• Molecular Insight Pharmaceuticals Inc., of Cambridge, Mass., disclosed results of a study designed to develop and validate its Zemiva Normals reference database using gender-based and cardiac ischemia risk stratification parameters. Results indicated that the database accurately differentiated normal from abnormal metabolic heart activity in patients dosed with Zemiva. The database is designed to enable interpreting physicians to rapidly and quantitatively assess a patient's cardiac image against normal images. Zemiva (iodofiltic acid I 123 or BMIPP) is a molecular imaging pharmaceutical in development for the diagnosis of cardiac ischemia. Data were presented in a poster presentation at the annual meeting of the American Society of Nuclear Cardiology in San Diego.
• OSI Pharmaceuticals Inc., of Melville, N.Y., presented data from more than 58 studies with Tarceva (erlotinib), approved for non-small-cell lung cancer, at the 12th World Congress on Lung Cancer in Seoul, Korea. The studies reinforced the role that Tarceva may have across a broad range of patients with NSCLC, including its investigational use as a first-line treatment and at a higher dose in current smokers, the company said. One study suggested that a higher dose of Tarceva may improve drug exposure for lung cancer patients who continue to smoke, and data will be submitted to the FDA for consideration in the label.

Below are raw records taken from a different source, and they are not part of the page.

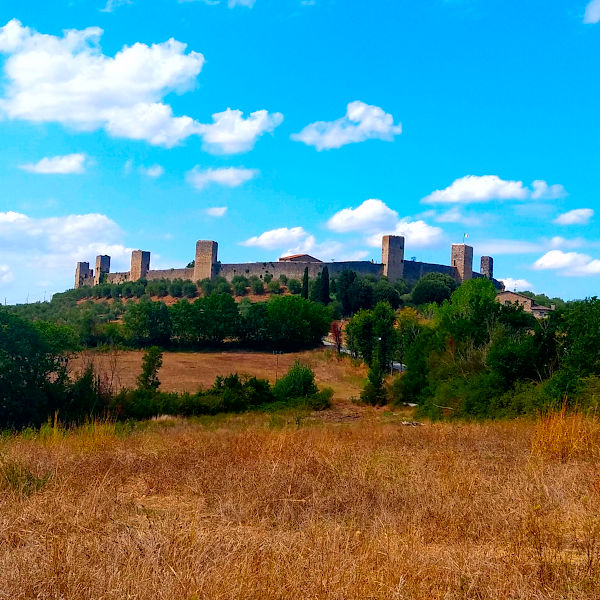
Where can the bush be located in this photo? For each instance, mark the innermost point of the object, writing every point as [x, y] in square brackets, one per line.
[294, 286]
[299, 382]
[274, 287]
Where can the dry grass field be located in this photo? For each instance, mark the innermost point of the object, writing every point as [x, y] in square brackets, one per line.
[290, 507]
[187, 371]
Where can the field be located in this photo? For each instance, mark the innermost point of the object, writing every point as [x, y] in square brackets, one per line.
[295, 506]
[187, 371]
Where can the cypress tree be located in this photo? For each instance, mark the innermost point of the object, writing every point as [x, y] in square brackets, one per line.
[325, 299]
[305, 284]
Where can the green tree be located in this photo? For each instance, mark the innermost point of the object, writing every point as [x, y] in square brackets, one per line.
[305, 287]
[151, 364]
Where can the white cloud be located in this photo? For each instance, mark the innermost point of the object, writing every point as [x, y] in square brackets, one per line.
[69, 80]
[153, 171]
[568, 263]
[370, 215]
[362, 122]
[112, 4]
[278, 238]
[375, 219]
[592, 12]
[578, 216]
[474, 189]
[6, 274]
[518, 285]
[216, 211]
[61, 165]
[41, 253]
[230, 133]
[417, 234]
[230, 177]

• Protox Therapeutics Inc., of Vancouver, British Columbia, presented interim data from the recently completed Phase I study testing PRX302 in patients with locally recurrent prostate cancer following radiation failure. Results offered at at the American Urological Association South Central Section meeting in Colorado Springs, Colo., showed the drug is safe and well tolerated, with encouraging signs of therapeutic activity, the company said. PRX302 is rationally designed to kill prostate cancer and hyperplastic cells that overproduce the enzyme prostate specific antigen.
• Spectrum Pharmaceuticals Inc., of Irvine, Calif., began enrolling patients into its second and final pivotal Phase III trial of EOquin (apaziquone for intravesical instillation) for noninvasive bladder cancer. The primary endpoint is the difference in the rate of tumor recurrence after two years. The double-blind, placebo-controlled, randomized, 562-patient trial was reviewed under a special protocol assessment with the FDA, as was the first pivotal Phase III trial, which was initiated in May. (See BioWorld Today, March 14, 2007.)
• ThromboGenics NV, of Leuven, Belgium, and BioInvent International AB, of Lund, Sweden, completed enrollment and initial follow-up of all 56 patients in a randomized, placebo-controlled, dose-escalation Phase I trial of TB-402 for venous thromboembolic disorders. Initial data showed TB-402, an antibody that binds Factor VIII, was well tolerated and met its efficacy endpoints. Final data are anticipated in late 2007, and a Phase II trial is planned for the first half of 2008.